[SWS-947] race-condition breaks dynamic WSDL Created: 11/Feb/16  Updated: 23/Aug/16  Resolved: 23/Aug/16

Status: Resolved
Project: Spring Web Services
Component/s: Core
Affects Version/s: 2.2.0.RELEASE
Fix Version/s: 2.3.1

Type: Bug Priority: Major
Reporter: JohannesB Assignee: Greg Turnquist
Resolution: Complete Votes: 0
Labels: None
Remaining Estimate: Not Specified
Time Spent: Not Specified
Original Estimate: Not Specified


 Description   

We have developed a couple of Spring Webservices deployed on Tomcat in a (stateless) Docker container that from time to time somehow fail to start correctly and return a stacktrace instead of the WSDL. Restarting the container will almost always fix it at the first attempt.
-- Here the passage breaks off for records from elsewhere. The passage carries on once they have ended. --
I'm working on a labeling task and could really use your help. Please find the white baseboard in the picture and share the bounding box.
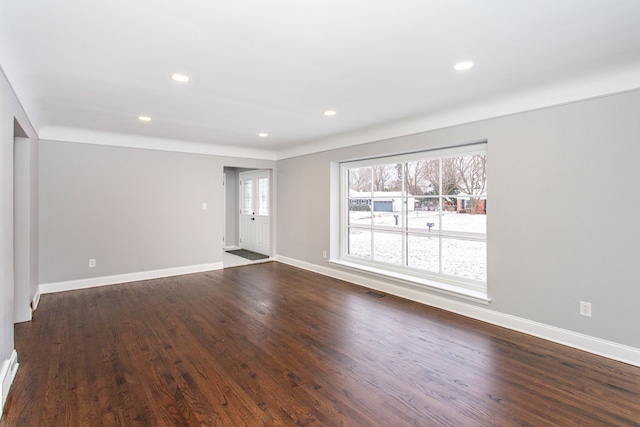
[0,350,18,418]
[38,262,223,294]
[275,255,640,366]
[31,286,40,314]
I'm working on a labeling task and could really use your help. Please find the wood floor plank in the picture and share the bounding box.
[0,262,640,427]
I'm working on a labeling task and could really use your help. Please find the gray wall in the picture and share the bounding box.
[277,91,640,348]
[224,167,240,247]
[14,135,39,322]
[39,141,275,284]
[0,69,37,392]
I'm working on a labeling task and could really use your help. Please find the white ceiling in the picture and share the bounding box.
[0,0,640,159]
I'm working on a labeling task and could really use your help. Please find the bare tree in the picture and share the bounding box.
[371,165,395,191]
[404,160,430,196]
[447,154,487,213]
[349,167,371,191]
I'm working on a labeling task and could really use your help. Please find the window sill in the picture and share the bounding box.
[329,259,491,304]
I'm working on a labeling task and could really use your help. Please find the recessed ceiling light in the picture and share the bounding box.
[171,74,191,83]
[453,61,473,71]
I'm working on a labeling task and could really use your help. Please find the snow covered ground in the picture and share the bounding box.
[349,211,487,282]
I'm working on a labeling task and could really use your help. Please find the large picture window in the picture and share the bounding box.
[340,143,487,294]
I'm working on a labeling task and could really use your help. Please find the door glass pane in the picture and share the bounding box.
[243,179,253,214]
[258,178,269,215]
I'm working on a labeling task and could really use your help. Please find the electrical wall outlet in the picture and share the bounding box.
[580,301,591,317]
The same issue was reported here by someone else: http://forum.spring.io/forum/spring-projects/web-services/122858-thread-safety-issue-with-requests-to-wsdl

It looks like it is similar to bugs like these:

Below the complete stacktrace:

08:14:35.378 [http-nio-8080-exec-1] DEBUG o.s.w.t.h.MessageDispatcherServlet - Could not complete request
javax.xml.transform.TransformerException: java.lang.NullPointerException
at com.sun.org.apache.xalan.internal.xsltc.trax.TransformerImpl.transform(TransformerImpl.java:752) ~[na:1.8.0_40-internal]
at com.sun.org.apache.xalan.internal.xsltc.trax.TransformerImpl.transform(TransformerImpl.java:357) ~[na:1.8.0_40-internal]
at org.springframework.ws.transport.http.WsdlDefinitionHandlerAdapter.handle(WsdlDefinitionHandlerAdapter.java:144) ~[spring-ws-core-2.2.0.RELEASE.jar:2.2.0.RELEASE]
at org.springframework.ws.transport.http.MessageDispatcherServlet.doService(MessageDispatcherServlet.java:285) ~[spring-ws-core-2.2.0.RELEASE.jar:2.2.0.RELEASE]
at org.springframework.web.servlet.FrameworkServlet.processRequest(FrameworkServlet.java:961) [spring-webmvc-4.0.5.RELEASE.jar:4.0.5.RELEASE]
at org.springframework.web.servlet.FrameworkServlet.doGet(FrameworkServlet.java:852) [spring-webmvc-4.0.5.RELEASE.jar:4.0.5.RELEASE]
at javax.servlet.http.HttpServlet.service(HttpServlet.java:618) [servlet-api.jar:na]
at org.springframework.web.servlet.FrameworkServlet.service(FrameworkServlet.java:837) [spring-webmvc-4.0.5.RELEASE.jar:4.0.5.RELEASE]
at javax.servlet.http.HttpServlet.service(HttpServlet.java:725) [servlet-api.jar:na]
at org.apache.catalina.core.ApplicationFilterChain.internalDoFilter(ApplicationFilterChain.java:291) [catalina.jar:8.0.20]
at org.apache.catalina.core.ApplicationFilterChain.doFilter(ApplicationFilterChain.java:206) [catalina.jar:8.0.20]
at org.apache.tomcat.websocket.server.WsFilter.doFilter(WsFilter.java:52) [tomcat-websocket.jar:8.0.20]
at org.apache.catalina.core.ApplicationFilterChain.internalDoFilter(ApplicationFilterChain.java:239) [catalina.jar:8.0.20]
at org.apache.catalina.core.ApplicationFilterChain.doFilter(ApplicationFilterChain.java:206) [catalina.jar:8.0.20]
at org.apache.catalina.core.StandardWrapperValve.invoke(StandardWrapperValve.java:219) [catalina.jar:8.0.20]
at org.apache.catalina.core.StandardContextValve.invoke(StandardContextValve.java:106) [catalina.jar:8.0.20]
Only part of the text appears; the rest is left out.